La L. 23 dicembre 1996, n. 662 Misure di razionalizzazione della finanza pubblica stabilisce nell’art. 1, comma 56 rubricato come "Misure in materia di sanità, pubblico impiego, istruzione, finanza regionale e locale, previdenza e assistenza" che: "Le disposizioni di cui al D.Lgs. 3 febbraio 1993, n. 29, art. 58, comma 1, e successive modificazioni ed integrazioni, nonchè le disposizioni di legge e di regolamento che vietano l’iscrizione in albi professionali non si applicano ai dipendenti delle pubbliche amministrazioni con rapporto di lavoro a tempo parziale, con prestazione lavorativa non superiore al 50 per cento di quella a tempo pieno". L’Art. 58 nel testo precedente le modifiche apportate dal D.Lgs. 30 marzo 2001, n. 165. dispone a sua volta nel primo comma che: "Resta ferma per tutti i dipendenti pubblici la disciplina delle incompatibilità dettata dal testo unico approvato con D.P.R. 10 gennaio 1957, n. 3, art. 60 e segg.; nonchè, per i rapporti di lavoro a tempo parziale, dall’art. 6, comma 2, del D.P.C.M. 17 marzo 1989, n. 117. Restano ferme altresì le disposizioni di cui al D.P.R. 31 maggio 1974, n. 417, artt. da 89 a 93 alla L. 11 luglio 1980, n. 312, artt. da 68 a 70 e successive modificazioni, alla L. 23 dicembre 1992, n. 498, art. 9, commi 1 e 2, alla L. 30 dicembre 1991, n. 412, art. 4, comma 7, ed al D.L. 30 dicembre 1992, n. 510, art. 1, comma 9".
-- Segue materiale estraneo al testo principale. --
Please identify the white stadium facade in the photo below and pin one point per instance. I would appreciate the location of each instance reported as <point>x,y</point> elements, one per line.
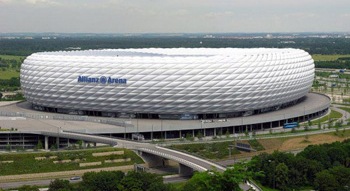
<point>177,89</point>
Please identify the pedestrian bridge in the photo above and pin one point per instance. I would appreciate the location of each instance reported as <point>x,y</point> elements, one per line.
<point>152,154</point>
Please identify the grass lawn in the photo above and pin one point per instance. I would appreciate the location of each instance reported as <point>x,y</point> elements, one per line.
<point>8,74</point>
<point>321,57</point>
<point>216,150</point>
<point>25,163</point>
<point>12,57</point>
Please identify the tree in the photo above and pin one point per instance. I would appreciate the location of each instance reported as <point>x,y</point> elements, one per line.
<point>39,145</point>
<point>60,185</point>
<point>142,181</point>
<point>213,180</point>
<point>325,181</point>
<point>319,125</point>
<point>281,176</point>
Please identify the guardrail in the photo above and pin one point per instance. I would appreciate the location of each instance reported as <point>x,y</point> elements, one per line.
<point>253,185</point>
<point>116,122</point>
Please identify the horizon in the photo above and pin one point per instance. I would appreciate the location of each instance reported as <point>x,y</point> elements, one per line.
<point>155,16</point>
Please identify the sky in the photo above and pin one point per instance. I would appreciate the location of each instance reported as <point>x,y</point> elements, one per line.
<point>174,16</point>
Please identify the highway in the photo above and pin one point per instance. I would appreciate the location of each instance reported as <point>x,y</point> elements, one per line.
<point>193,162</point>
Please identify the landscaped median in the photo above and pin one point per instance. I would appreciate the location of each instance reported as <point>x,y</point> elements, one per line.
<point>61,174</point>
<point>62,163</point>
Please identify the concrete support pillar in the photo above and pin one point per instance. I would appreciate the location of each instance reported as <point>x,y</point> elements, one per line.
<point>46,143</point>
<point>152,160</point>
<point>58,142</point>
<point>185,170</point>
<point>84,144</point>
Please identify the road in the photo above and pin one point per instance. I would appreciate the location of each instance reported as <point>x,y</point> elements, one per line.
<point>46,182</point>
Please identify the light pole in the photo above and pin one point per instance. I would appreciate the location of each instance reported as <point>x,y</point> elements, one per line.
<point>230,150</point>
<point>274,169</point>
<point>152,133</point>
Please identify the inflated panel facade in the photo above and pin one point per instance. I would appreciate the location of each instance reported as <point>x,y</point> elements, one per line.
<point>167,81</point>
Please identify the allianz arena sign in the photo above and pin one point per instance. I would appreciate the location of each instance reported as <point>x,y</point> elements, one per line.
<point>101,80</point>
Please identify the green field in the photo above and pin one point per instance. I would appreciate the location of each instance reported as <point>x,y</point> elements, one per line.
<point>25,163</point>
<point>8,74</point>
<point>218,150</point>
<point>321,57</point>
<point>11,57</point>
In base ai testi in esame il rapporto di lavoro part-time non può quindi esser costituito con prestazione lavorativa superiore al 50 per cento di quella a tempo pieno.

L’ordinanza ministeriale 446 del 1997 riflette la normativa in questione nel suo principio fondamentale, che nega la possibilità di costituire rapporti part-time con durata oraria superiore al 50 per cento di quella dei rapporti a tempo pieno.

La precedente ordinanza ministeriale n. 179 del 1989, da inquadrare fra l’altro in tutt’altro contesto di legislazione primaria, consentendo per il part-time al personale docente limiti del tutto diversi, con un minimo di 7 ed un massimo di 12 ore ha un contenuto palesemente incompatibile con quello dell’ordinanza successiva, dalla quale secondo il principio della successione delle leggi nel tempo (invocabile anche, più generalmente, in relazione agli atti normativi) risulta abrogata per incompatibilità. In ogni caso, se ciò non fosse (ma non si vede come) l’ordinanza n. 179 del 1989 non potrebbe comunque più trovare applicazione una volta intervenuta una norma primaria di contenuto incompatibile.

In conclusione, il ricorso deve essere rigettato con condanna della parte ricorrente alle spese del giudizio.
P.Q.M.

Rigetta il ricorso; condanna la parte ricorrente alle spese del giudizio, liquidate in Euro 10,00 per esborsi, oltre ad Euro 2500,00 per onorari, nonchè accessori di legge.

Testo non ufficiale. La sola stampa del bollettino ufficiale ha carattere legale.